I just want to know why it had to be gluten that I’m intolerant to. Gluten. Man, that fucker is in EVERYTHING. That bad boy is in BBQ sauce, it’s in chocolate, it’s in Coca Cola Chupa Chups. As if missing out on normal bread and pizza bases wasn’t enough, I no longer get to eat Vegemite. Who’d have thought? When I worked in the bakery I never understood the customers that would load up on gluten-free lamingtons. I was like man, lamingtons aren’t even that good, do you really need THAT many packets? No wonder they were cranky when we ran out, one specific brand of lamingtons are about the only sweet thing they can buy from the entire Coles bakery.
So now I’m just waiting for modern medicine and science to catch up. C’mon fam, it’s 2017. We can literally take an organ out of a person and successfully put it in another person, for goodness sake. Surely we can figure out a way for me to eat proper pasta (none of that gluten-free crap) without causing damage to my bowels, tiredness and irritability to my mood.

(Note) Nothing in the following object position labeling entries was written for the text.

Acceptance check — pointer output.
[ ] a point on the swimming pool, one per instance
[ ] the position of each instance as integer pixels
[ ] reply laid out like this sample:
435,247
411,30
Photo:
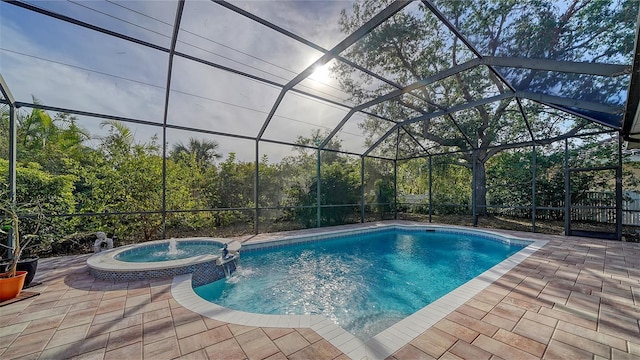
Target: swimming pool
163,251
364,283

So yeah, LISTEN TO YOUR BODY. It could be telling you that you’re slowly destroying the villi in your intestines with every piece of popcorn chicken you toss in your mouth. It’s okay if everyone thinks you’re a hypochondriac. If you think something’s wrong, check it out. And if it isn’t, that’s good! You can laugh about it later. If it is? You can sort it before it comes a bigger issue. I could’ve adapted to this diet a long time ago, before I became obsessed with the mini burritos from Salsa’s and developed a liking for beer.
Let’s hope this gluten-free diet works, since I’m pretty sure my boyfriend is now expecting a brand new, happy, less-irritable, full of energy, hyped up on iron, flat-stomached version of his girlfriend. We’ll see.
Send me gluten-free recommendations and recipes! And please do not eat near me if a) it’s from KFC, or b) you don’t have any salami, cheese or delicious gluten-free substitute to shove in my mouth when I open it to complain.